Até os sete anos de idade, os elefantes são muito indefesos e dependentes de suas mães e é praticamente impossível que sobrevivam sem elas na natureza. É nessa reserva, com a ajuda de seus tratadores, que aprenderão a sobreviver e que conhecerão suas novas famílias e amigos, com quem passarão o resto de suas vidas.
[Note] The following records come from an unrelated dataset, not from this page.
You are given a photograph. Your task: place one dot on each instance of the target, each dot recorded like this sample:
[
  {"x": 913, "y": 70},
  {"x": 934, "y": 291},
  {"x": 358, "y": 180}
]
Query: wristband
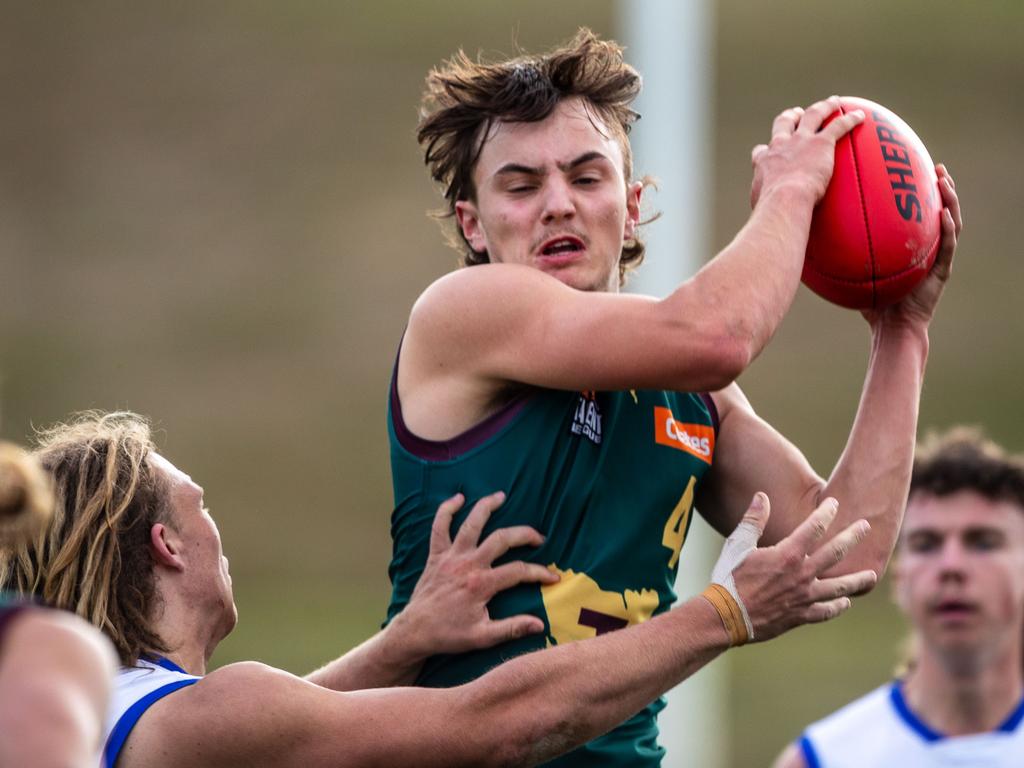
[{"x": 730, "y": 613}]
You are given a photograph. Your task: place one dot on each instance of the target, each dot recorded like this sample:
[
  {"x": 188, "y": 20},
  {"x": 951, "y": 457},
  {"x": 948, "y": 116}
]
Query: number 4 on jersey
[{"x": 675, "y": 528}]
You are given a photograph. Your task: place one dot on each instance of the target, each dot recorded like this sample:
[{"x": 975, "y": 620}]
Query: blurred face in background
[{"x": 960, "y": 573}]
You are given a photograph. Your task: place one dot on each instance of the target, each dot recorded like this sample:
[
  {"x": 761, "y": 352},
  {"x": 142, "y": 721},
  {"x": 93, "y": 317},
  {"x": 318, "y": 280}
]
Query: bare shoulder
[
  {"x": 460, "y": 301},
  {"x": 791, "y": 758},
  {"x": 239, "y": 715},
  {"x": 60, "y": 641}
]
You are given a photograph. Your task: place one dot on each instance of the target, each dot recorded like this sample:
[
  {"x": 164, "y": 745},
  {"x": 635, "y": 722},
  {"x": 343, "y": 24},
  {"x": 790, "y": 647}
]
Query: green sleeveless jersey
[{"x": 608, "y": 478}]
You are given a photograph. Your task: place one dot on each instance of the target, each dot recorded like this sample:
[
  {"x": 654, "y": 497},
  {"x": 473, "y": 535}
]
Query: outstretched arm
[
  {"x": 522, "y": 713},
  {"x": 872, "y": 475},
  {"x": 448, "y": 612}
]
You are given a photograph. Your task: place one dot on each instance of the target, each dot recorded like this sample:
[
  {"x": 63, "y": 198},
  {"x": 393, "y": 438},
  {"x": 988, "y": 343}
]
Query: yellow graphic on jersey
[
  {"x": 578, "y": 608},
  {"x": 675, "y": 528}
]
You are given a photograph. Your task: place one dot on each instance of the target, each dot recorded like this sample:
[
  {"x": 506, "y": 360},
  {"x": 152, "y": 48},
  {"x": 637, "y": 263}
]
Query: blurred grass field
[{"x": 214, "y": 213}]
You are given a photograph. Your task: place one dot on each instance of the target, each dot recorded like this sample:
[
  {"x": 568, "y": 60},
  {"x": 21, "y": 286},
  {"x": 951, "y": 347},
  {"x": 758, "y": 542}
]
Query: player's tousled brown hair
[
  {"x": 93, "y": 557},
  {"x": 464, "y": 98},
  {"x": 26, "y": 498}
]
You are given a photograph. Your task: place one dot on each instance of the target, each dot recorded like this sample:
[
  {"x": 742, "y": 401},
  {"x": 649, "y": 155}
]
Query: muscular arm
[
  {"x": 523, "y": 713},
  {"x": 872, "y": 475},
  {"x": 54, "y": 683}
]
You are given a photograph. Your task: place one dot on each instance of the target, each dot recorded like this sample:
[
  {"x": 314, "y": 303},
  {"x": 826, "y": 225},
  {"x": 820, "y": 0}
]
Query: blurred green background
[{"x": 214, "y": 214}]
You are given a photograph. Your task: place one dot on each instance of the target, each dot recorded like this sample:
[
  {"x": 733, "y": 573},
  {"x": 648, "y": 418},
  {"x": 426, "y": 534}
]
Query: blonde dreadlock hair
[
  {"x": 26, "y": 498},
  {"x": 93, "y": 557}
]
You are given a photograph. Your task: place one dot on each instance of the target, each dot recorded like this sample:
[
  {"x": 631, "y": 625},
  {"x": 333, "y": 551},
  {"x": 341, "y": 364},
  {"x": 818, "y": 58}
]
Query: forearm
[
  {"x": 872, "y": 475},
  {"x": 547, "y": 702},
  {"x": 751, "y": 285},
  {"x": 386, "y": 659}
]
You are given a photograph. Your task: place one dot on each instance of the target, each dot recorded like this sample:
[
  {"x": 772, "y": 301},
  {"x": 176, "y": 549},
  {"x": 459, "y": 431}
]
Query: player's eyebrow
[{"x": 587, "y": 157}]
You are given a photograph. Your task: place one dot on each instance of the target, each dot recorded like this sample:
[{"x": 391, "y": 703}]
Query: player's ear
[
  {"x": 166, "y": 547},
  {"x": 468, "y": 217},
  {"x": 633, "y": 195}
]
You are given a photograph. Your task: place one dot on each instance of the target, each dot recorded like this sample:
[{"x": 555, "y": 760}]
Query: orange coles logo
[{"x": 697, "y": 439}]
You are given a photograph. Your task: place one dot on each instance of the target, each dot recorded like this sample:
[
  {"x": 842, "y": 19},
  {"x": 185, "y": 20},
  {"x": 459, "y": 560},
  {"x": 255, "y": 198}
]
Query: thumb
[{"x": 755, "y": 519}]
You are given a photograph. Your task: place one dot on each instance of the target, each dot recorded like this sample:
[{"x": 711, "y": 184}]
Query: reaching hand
[
  {"x": 801, "y": 152},
  {"x": 448, "y": 612},
  {"x": 780, "y": 587}
]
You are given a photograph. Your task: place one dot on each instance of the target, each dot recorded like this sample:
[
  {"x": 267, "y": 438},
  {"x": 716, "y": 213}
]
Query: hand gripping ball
[{"x": 876, "y": 232}]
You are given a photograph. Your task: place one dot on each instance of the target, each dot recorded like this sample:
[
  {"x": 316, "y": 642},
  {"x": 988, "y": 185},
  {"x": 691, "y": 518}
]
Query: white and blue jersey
[
  {"x": 135, "y": 690},
  {"x": 880, "y": 729}
]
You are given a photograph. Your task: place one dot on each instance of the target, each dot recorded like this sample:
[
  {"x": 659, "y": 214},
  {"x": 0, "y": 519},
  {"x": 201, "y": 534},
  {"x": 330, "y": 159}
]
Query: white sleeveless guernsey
[
  {"x": 880, "y": 729},
  {"x": 135, "y": 690}
]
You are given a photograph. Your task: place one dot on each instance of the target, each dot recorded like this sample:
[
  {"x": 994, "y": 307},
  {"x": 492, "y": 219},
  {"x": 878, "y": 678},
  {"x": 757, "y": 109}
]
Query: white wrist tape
[{"x": 740, "y": 543}]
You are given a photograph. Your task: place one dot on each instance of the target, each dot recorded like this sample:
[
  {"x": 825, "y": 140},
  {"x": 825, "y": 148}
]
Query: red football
[{"x": 876, "y": 232}]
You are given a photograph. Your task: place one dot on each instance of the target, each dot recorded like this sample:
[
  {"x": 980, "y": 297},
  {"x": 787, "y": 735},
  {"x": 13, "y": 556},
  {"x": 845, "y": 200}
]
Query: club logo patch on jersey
[
  {"x": 587, "y": 419},
  {"x": 696, "y": 439}
]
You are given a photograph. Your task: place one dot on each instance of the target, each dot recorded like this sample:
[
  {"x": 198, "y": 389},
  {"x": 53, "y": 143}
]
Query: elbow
[{"x": 725, "y": 357}]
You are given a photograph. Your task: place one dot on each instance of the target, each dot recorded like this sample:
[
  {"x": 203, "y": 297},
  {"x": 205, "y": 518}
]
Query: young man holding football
[{"x": 608, "y": 418}]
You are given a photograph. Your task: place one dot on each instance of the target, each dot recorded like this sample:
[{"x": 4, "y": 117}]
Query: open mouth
[
  {"x": 954, "y": 608},
  {"x": 561, "y": 246}
]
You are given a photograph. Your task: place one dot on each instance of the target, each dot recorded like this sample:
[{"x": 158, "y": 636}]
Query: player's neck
[
  {"x": 957, "y": 696},
  {"x": 189, "y": 644}
]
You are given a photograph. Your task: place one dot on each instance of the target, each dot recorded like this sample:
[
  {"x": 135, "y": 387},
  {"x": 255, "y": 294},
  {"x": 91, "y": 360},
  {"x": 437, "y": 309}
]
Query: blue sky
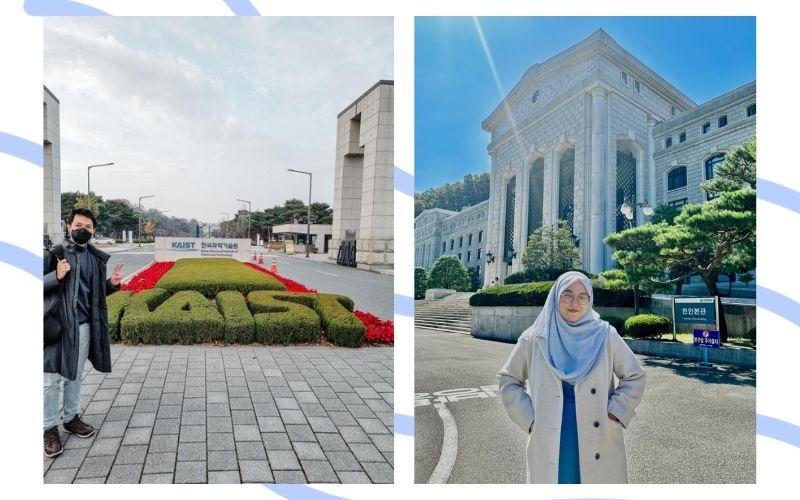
[{"x": 454, "y": 89}]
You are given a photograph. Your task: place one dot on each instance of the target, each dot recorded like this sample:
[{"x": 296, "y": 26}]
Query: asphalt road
[
  {"x": 132, "y": 258},
  {"x": 371, "y": 292},
  {"x": 693, "y": 425}
]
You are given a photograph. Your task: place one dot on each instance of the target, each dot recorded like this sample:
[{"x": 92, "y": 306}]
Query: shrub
[
  {"x": 283, "y": 318},
  {"x": 535, "y": 294},
  {"x": 645, "y": 326},
  {"x": 341, "y": 326},
  {"x": 420, "y": 283},
  {"x": 116, "y": 305},
  {"x": 449, "y": 272},
  {"x": 210, "y": 276},
  {"x": 751, "y": 335},
  {"x": 617, "y": 322},
  {"x": 135, "y": 309},
  {"x": 239, "y": 325}
]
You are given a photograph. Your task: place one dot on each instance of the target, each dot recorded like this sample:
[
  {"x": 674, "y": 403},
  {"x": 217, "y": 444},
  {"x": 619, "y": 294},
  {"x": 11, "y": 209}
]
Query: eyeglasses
[{"x": 583, "y": 298}]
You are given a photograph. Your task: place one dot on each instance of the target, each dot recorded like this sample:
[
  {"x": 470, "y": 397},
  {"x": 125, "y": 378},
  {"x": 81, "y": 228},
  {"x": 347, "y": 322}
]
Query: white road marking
[
  {"x": 329, "y": 274},
  {"x": 447, "y": 458}
]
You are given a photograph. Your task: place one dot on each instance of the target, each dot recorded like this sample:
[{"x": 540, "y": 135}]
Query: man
[{"x": 79, "y": 269}]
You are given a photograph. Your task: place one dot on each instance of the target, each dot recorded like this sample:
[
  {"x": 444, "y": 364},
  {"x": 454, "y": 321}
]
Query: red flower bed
[
  {"x": 378, "y": 331},
  {"x": 291, "y": 286},
  {"x": 148, "y": 278}
]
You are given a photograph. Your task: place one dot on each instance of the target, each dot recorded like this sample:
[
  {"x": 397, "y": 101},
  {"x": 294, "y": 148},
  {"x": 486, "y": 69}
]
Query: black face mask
[{"x": 81, "y": 236}]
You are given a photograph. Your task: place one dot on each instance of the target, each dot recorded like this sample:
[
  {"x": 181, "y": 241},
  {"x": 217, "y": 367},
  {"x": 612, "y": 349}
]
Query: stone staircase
[{"x": 449, "y": 314}]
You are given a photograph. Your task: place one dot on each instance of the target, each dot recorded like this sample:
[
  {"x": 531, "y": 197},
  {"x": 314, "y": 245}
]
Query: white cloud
[{"x": 201, "y": 111}]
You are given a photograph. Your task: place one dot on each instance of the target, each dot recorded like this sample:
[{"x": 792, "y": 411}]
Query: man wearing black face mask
[{"x": 78, "y": 270}]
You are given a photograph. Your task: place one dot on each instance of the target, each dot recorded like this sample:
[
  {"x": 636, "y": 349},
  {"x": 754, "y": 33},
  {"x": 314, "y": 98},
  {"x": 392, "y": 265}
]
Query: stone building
[
  {"x": 440, "y": 232},
  {"x": 589, "y": 129},
  {"x": 52, "y": 168},
  {"x": 363, "y": 200}
]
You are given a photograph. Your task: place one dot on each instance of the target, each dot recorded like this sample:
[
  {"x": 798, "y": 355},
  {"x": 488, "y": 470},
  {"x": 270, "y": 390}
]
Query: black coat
[{"x": 62, "y": 356}]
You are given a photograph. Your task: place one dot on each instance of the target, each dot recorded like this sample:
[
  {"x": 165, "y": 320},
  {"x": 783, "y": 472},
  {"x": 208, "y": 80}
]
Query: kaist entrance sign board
[{"x": 172, "y": 249}]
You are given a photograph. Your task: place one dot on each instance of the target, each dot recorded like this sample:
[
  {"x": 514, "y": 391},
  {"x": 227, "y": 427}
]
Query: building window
[
  {"x": 678, "y": 203},
  {"x": 676, "y": 178}
]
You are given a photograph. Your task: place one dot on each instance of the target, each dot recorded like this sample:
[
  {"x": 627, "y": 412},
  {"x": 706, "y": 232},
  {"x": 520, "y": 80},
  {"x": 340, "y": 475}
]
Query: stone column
[
  {"x": 651, "y": 163},
  {"x": 598, "y": 176}
]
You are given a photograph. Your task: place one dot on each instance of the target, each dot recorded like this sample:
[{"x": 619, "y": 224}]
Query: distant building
[
  {"x": 52, "y": 169},
  {"x": 363, "y": 200},
  {"x": 440, "y": 232}
]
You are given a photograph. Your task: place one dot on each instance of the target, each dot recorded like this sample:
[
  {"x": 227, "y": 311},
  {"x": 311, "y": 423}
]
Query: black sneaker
[
  {"x": 52, "y": 443},
  {"x": 78, "y": 427}
]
O que os elefantes têm a dizer
Os elefantes são extremamente inteligentes e vivem em sociedades muito complexas. Possuem uma memória fora do comum, acumulando e mantendo conhecimentos sociais e ecológicos, lembrando-se de aromas e sons de outros indivíduos e de lugares durante décadas. Produzem uma ampla série de vocalizações, muitas das quais em frequências abaixo do nível de audição dos humanos, podendo se comunicar através de grandes distâncias com outros elementos do grupo. São importantes para o meio ambiente, pois transportam sementes para diversos locais, modificam a paisagem e criam novos habitats, contribuindo para a biodiversidade. Por suas características psicológicas semelhantes às dos humanos, são vulneráveis ao estresse e ao trauma e a suas consequências de longo prazo, como a saúde mais frágil e - principalmente no caso dos mantidos em cativeiro - problemas de reprodução e comportamento anormal, entre outras.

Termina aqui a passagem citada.